In fila a Parigi per farsi rovinare la borsa Chanel

C’e’ la fila oggi davanti al negozio Chanel-Colette, un temporary store che nasce e muore con la settimana della moda parigina. In rue Saint Honore’ 336, in un ex garage, con grandi vetrine di cristallo aperte sull’interno e con tante cose da fare, ogni giorno diverse. Oggi e’ la giornata dei graffitari che ‘customizzano’ (brutto termine che vuol dire personalizzare per il cliente) le borsette Chanel.

Da non crederci, c’e’ la fila di chi compra la classica borsa (da 2700 euro, che non sono noccioline) e se la faceva scarabocchiare con pennarelli indelebili. Roba da farsi venire un infarto. Una signora italiana piu’ ‘saggia’ ha scelto ”solo un graffito piccolo e soltanto all’interno, non si sa mai, mi dovesse venire a noia…”. Volendo c’e’ anche la Chanel bianca in coccodrillo e pitone da 19 mila euro, pure quella da scarabocchiare, perfino con piu’ soddisfazione. Domani sara’ la volta del graffitaro Fafi, oggi e’ al lavoro Andre’ e si vede che prova un gran gusto a pasticciare su questi simboli borghesi che si offrono volontariamente alla rovina.

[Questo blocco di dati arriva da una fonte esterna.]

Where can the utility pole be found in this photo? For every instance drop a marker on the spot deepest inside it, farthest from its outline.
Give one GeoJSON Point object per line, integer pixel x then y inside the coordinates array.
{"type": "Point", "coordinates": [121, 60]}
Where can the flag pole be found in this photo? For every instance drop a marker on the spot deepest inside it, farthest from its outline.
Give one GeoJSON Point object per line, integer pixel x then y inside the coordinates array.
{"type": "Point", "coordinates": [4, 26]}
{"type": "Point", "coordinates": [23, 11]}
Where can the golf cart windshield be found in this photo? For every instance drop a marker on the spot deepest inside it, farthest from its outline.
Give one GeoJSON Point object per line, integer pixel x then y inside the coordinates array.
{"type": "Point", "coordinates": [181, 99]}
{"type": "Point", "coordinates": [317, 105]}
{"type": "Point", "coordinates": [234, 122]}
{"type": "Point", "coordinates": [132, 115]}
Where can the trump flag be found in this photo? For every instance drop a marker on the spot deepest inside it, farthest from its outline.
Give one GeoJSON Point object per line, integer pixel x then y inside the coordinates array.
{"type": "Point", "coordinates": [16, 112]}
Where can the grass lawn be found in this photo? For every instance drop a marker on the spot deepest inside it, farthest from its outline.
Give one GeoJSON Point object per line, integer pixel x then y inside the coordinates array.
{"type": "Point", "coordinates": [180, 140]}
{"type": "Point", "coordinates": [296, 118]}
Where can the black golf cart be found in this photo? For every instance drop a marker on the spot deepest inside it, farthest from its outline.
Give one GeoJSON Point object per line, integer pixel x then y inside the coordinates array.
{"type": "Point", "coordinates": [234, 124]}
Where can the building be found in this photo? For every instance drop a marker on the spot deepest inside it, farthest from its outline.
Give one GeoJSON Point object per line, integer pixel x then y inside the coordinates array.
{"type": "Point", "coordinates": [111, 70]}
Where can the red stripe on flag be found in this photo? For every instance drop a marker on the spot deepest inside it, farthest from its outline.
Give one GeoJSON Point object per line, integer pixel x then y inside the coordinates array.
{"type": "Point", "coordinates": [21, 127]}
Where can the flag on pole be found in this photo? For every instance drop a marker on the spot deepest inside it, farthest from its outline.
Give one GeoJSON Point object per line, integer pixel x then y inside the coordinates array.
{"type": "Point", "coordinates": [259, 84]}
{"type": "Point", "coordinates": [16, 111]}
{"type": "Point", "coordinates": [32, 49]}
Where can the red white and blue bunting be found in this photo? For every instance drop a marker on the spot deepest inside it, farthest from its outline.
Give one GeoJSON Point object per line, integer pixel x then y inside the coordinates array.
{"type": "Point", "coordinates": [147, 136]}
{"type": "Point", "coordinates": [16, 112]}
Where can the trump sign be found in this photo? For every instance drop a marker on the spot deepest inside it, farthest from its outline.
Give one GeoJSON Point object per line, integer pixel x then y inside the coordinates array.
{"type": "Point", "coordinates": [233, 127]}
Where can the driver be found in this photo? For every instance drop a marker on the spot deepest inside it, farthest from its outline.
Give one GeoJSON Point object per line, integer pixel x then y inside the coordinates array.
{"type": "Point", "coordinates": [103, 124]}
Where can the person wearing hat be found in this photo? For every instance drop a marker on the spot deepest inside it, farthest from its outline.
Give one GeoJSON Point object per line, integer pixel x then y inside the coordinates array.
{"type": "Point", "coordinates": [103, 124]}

In un angolo invece il Cupcake Cafe’ offre dolcetti (i classici macaron parigini) a forma di camelia per la modica cifra di 5 euro (senza scontrino). Per i fanatici di Chanel c’e’ perfino la spilla con la faccia del designer Karl Lagerfeld. Per le carte di credito senza problemi una edizione in legno di Pinocchio a 18 mila euro e un angolo con alcuni capi della collezione Chanel della prossima primavera.

Ma perche’ comprare qui un tailleur quando si puo’ andare da Chanel in rue Cambon e avere molta piu’ scelta? ”Perche’ qui e’ cosi divertente e stimolante, e poi c’e’ l’etichetta speciale” risponde la madre di una ragazza che sta provando un completino rosa.